Now Louie is on his feet, so close to hitting him that the little boy can sense it, and backs up to the wall, glaring at him, he doesn’t want to let go, after all. Perrine reacts:

“No, no. We’re not going to eat it. And anyway, we don’t know how.”

Noah stamps his foot. What the…

“We’re going to bury it,” Louie interrupts. “You are going to bury it, since you killed it.”

Perrine nods. She knows it’s better to be reconciled with her older brother, and that they were wrong to decapitate the hen, she tries not to think about it anymore—the terrified squawking, they had to start again four times over, she and Noah, before they managed to chop off its head, she almost gave up; but once you’ve made the first gash, you can’t let the creature die in agony, can you. She wanted to throw up. Then those damned feathers clinging to its flesh as if they were embedded in cement; how did Madie manage to bring out those platters of chicken with that smooth and crispy brown skin?
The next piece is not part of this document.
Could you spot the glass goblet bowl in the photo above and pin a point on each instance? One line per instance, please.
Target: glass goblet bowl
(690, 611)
So little Perrine goes out to the barn and takes the shovel. Louie follows her and Noah stays ten yards behind them to signal his discontent. She places the hen’s body in a basket, along with its head, which she went outside to fetch where the ants were already beginning to lurk around it.
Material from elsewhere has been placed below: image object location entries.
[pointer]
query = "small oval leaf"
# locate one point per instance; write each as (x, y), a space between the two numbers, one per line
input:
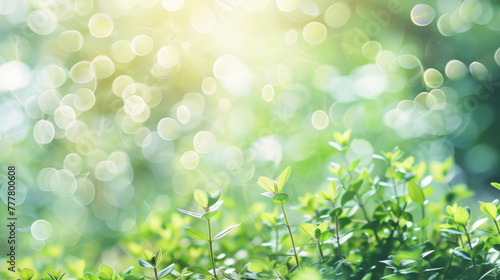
(280, 182)
(196, 234)
(281, 199)
(225, 232)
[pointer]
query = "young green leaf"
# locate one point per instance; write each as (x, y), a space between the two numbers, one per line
(207, 216)
(198, 269)
(225, 232)
(496, 185)
(330, 194)
(489, 209)
(213, 198)
(215, 206)
(416, 194)
(267, 184)
(26, 274)
(354, 164)
(477, 224)
(281, 199)
(323, 226)
(336, 212)
(462, 255)
(201, 198)
(477, 249)
(89, 276)
(192, 214)
(166, 271)
(280, 182)
(127, 272)
(461, 216)
(145, 263)
(147, 255)
(309, 229)
(196, 234)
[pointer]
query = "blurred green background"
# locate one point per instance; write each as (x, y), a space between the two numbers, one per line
(113, 112)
“Here,” she says to Noah, handing him the basket.

He slowly steps closer, then balks. Perrine raises her voice. Go on! He obeys reluctantly, watching Louie and his hands that are only too ready to strike. He sulks. Not a word. Perrine has gone down to the lower part of the island, where the earth will be softer, she thinks. In silence, she digs a little hole, glancing at Louie for his approval.

As for Louie, he is staring at the basket containing the hen. He is eager to get her buried. Not a pretty sight, a skinned creature, with the flies arriving in droves, drawn to the metallic smell of blood. He waves them away. After a while he looks up, because of the silence: still no one has said a word, and Perrine has stopped digging. He can see that she is waiting. Gazing into the hole. He too waits, perhaps a minute. The only sound the buzzing of insects. And then he says, “All right.”

He takes the basket and lays the hen on the black earth, arranging her head so that it will look as if it is attached to the rest of her body. He mutters a few words in a low voice, ending with a murmured Amen, he remembers that’s how you end prayers, then he gestures to Noah.